DOMRADIO.DE: War mit einem solchen Ergebnis zu rechnen?
Klaus Prömpers (Journalist): Überraschend ist die doch sehr heftige Niederlage der rechtspopulistischen Freiheitlichen Partei, die bis zum Mai dieses Jahres von Heinz-Christian Strache geführt wurde - bis das Ibiza-Video die Koalition zerstörte und zu der Neuwahl führte. Diese herben Verluste bedeuten für die FPÖ wohl den Gang in die Opposition. Im Gegensatz dazu hat die ÖVP unerwartet hoch gewonnen. Auch die Grünen können starke Zugewinne verbuchen und sind nun ein potenzieller Koalitionspartner, wie auch die SPÖ. Für die ÖVP wird das nicht einfach.
DOMRADIO.DE: Was sind die Gründe für den Erfolg von Sebastian Kurz?
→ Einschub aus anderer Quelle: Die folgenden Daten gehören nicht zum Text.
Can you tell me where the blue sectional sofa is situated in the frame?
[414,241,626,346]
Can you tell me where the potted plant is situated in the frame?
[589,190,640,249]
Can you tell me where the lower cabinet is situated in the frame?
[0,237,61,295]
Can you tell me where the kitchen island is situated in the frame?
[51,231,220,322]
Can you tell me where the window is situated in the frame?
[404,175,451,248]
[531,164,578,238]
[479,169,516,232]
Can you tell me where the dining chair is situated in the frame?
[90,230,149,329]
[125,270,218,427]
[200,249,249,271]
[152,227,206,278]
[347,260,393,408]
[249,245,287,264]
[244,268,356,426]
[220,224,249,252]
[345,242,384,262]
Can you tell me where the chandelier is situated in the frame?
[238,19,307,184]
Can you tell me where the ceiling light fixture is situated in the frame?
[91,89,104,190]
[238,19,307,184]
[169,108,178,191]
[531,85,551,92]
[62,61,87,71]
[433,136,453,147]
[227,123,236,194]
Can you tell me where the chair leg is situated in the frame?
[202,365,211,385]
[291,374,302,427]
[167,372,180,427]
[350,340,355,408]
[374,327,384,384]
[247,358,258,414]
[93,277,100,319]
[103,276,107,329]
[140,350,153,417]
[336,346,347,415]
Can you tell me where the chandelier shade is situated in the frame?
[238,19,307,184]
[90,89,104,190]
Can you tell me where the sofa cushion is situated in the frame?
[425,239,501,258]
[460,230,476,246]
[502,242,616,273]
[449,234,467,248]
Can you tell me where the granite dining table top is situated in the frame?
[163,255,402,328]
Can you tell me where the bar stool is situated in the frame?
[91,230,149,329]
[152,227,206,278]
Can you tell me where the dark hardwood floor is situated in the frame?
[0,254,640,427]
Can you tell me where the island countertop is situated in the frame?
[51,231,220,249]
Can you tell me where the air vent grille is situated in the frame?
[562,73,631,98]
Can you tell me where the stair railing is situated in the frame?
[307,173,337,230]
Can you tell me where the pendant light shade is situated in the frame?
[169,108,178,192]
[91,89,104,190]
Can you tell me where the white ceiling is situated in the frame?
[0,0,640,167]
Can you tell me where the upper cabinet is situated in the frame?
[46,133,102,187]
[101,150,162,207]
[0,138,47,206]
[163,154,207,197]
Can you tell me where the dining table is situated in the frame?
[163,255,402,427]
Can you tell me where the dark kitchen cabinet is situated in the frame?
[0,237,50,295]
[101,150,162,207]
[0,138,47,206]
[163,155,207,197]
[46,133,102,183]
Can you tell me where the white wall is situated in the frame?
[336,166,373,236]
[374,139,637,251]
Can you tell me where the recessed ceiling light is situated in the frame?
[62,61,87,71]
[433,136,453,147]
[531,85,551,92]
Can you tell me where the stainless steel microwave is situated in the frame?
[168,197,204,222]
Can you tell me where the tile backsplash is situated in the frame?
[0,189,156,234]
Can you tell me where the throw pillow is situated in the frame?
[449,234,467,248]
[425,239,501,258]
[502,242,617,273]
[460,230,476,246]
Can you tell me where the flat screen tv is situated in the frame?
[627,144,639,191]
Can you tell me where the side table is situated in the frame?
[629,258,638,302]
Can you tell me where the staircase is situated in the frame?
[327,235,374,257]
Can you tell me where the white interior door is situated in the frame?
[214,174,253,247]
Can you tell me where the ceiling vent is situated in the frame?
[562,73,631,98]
Prömpers: Er hat eine sehr überzeugende Darstellung geboten im Wahlkampf. Die Österreicher sind der Meinung, dass er als unverbrauchte junge Kraft noch eine Chance bekommen soll als Bundeskanzler. Die Frage nach dem Koaltionspartner haben die Wähler ja im Grunde schon relativ eindeutig beantwortet: Die FPÖ wurde abgestraft, die SPÖ hat stark verloren. Es könnte also eine Koaltion in Frage kommen, die ja auch für Deutschland von Interesse sein dürfte. Auch in Deutschland wird bei CDU/CSU in bestimmten Kreisen darüber geredet, ob man nicht - wenn es denn zu Neuwahlen käme - auch mit den Grünen koalieren könnte.
DOMRADIO.DE: Rein rechnerisch könnte Kurz nun aber ja schon erneut mit der FPÖ zusammengehen und die alte Koalition wieder auflegen.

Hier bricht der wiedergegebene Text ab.